そうだ。確かにそう言っていた。だけど。

「人間じゃないっていうのは気づいてたけど……まさか、廉冶さんは、本当に神様なの?」
「当然だろ。なんだ、知らないで俺の嫁になるって言ってたのか」


 私が混乱していると、タッタッタッと遠くから、小さな足音が近づいて来る。


「おとうさーん」

 そう叫びながら走ってきたのは、灰色と白い毛の混じったかわいらしい子猫だった。

 え? ということは今、この子猫が喋った?
 子猫はくるりと宙にかえって、何と人間の男の子に姿を変えた。

 私は呆然とした顔で男の子を見つめる。

 彼は、この家に廉冶さんしかいないと思っていたのだろう。警戒したように廉冶さんの後ろに隠れ、私を睨みつける。


「お父さん、誰、この人……」

 男の子は真ん丸の大きな瞳に、ふっくらしたほっぺをしていた。
 天使が人間の世界にいたら、きっとこういう外見をしているだろうし、羽がないのが不自然なくらいだ。 

 なんてかわいい子だろう。

 男の子には羽が生えていないかわりに、猫の耳と尻尾が生えていた。

 廉冶さんはにこりと笑い、男の子の頭を優しく撫でる。
 いいなぁ、私もこの子の頭を撫でたいなぁ、と一瞬ほんわかした気持ちになったが。


 いや、待って、今この男の子、廉冶さんのことをお父さんって言った!?


「こいつはマオ。俺の息子だ」

「息子!?」

「そうだ。
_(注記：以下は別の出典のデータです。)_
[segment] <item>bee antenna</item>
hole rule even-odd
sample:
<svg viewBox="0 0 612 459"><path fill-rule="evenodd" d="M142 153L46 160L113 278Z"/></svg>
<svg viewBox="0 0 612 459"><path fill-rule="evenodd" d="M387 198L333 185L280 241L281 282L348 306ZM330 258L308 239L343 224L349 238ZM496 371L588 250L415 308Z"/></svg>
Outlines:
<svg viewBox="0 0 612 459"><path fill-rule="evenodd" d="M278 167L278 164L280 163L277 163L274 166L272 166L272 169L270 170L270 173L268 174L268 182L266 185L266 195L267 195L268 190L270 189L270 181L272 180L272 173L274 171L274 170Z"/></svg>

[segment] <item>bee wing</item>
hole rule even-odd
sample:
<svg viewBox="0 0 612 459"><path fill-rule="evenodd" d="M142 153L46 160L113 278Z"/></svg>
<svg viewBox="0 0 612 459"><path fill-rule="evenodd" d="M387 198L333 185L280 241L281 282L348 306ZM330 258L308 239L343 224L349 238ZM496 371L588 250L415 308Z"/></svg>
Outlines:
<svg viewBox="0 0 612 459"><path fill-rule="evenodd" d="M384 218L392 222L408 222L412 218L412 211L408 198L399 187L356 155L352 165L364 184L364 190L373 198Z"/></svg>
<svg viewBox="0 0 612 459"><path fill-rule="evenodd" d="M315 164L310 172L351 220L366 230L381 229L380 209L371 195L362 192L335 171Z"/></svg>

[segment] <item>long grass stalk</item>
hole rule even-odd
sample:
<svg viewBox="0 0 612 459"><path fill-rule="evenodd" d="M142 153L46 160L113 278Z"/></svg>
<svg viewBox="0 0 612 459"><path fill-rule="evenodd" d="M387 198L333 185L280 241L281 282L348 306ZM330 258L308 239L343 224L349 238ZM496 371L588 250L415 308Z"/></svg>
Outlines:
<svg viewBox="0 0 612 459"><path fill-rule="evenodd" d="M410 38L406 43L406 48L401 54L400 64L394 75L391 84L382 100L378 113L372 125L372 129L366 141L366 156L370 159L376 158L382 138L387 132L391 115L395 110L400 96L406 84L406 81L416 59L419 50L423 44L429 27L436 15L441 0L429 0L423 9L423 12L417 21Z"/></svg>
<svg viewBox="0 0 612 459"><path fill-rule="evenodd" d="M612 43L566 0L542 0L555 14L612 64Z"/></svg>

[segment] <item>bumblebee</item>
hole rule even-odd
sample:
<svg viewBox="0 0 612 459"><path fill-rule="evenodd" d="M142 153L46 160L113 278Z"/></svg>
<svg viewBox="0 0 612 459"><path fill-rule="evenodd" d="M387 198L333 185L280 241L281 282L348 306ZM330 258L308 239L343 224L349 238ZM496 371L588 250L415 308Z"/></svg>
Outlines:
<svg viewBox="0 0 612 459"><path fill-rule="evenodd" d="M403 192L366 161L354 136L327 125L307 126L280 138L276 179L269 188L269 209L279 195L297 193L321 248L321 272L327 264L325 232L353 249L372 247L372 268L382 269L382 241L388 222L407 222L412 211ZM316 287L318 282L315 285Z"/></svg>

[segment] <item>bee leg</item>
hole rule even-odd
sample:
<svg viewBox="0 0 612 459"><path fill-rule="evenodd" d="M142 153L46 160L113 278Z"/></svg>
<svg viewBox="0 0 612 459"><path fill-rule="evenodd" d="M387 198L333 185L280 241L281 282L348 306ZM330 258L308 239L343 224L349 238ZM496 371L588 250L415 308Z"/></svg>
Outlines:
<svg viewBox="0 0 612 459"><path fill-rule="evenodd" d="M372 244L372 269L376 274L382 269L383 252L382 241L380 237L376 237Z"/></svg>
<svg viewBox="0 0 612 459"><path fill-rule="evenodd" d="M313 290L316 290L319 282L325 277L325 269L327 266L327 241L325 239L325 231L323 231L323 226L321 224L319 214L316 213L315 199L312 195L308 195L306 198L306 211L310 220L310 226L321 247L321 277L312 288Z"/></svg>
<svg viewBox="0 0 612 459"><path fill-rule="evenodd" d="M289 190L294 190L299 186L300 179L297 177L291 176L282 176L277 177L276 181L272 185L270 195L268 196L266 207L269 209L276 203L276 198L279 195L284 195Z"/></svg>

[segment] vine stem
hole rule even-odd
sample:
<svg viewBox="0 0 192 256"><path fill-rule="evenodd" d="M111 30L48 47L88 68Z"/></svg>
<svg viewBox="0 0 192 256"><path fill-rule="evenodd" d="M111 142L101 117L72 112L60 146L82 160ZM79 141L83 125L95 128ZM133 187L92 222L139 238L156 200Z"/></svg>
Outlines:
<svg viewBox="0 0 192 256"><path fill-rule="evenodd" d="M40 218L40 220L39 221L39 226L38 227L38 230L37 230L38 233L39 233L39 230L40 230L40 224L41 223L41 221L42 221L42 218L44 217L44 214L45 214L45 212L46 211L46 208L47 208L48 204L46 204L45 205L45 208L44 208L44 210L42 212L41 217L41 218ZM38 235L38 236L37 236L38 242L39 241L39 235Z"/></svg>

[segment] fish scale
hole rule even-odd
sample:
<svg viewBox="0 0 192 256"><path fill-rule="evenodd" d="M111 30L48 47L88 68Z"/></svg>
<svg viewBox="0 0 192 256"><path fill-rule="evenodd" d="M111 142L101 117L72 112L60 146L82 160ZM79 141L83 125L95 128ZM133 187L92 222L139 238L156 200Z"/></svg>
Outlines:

俺の嫁になるなら、弥生はマオの母親になるけど、それでもいいか?」

「え、えっと……」


 あまりにも情報量が多すぎて、処理が追いつかない。

 お父さんってことは、廉冶さんはこの子の親ってことだよね。
 え、誰の子? 私と結婚するんじゃないの? 

 じゃあ母親はどこに行ったの? 今、私がこの子の母親になるって言った? 

 そもそもこの子は猫から人間になったよね。
 ということは人間じゃなくて、きっと猫のあやかしで……。


 ぐるぐる考えていると、マオ君はぴしゃりと言った。


「僕は嫌です!」

「えっ」

「僕はこの人がお母さんになるの、嫌です!」

「えっ!」

 それを聞いた廉冶さんがおかしそうに笑って、またごしごしとマオ君の頭を撫でた。


「そうか、嫌か。まぁ突然は無理だよな。とにかく、一緒に暮らしてみようぜ。一緒に暮らしているうちに、分かることも多いだろ」


 というわけで、私もまだまだ混乱しているんだけど。
 ある日突然、神様と結婚することになって、母親になってしまいました。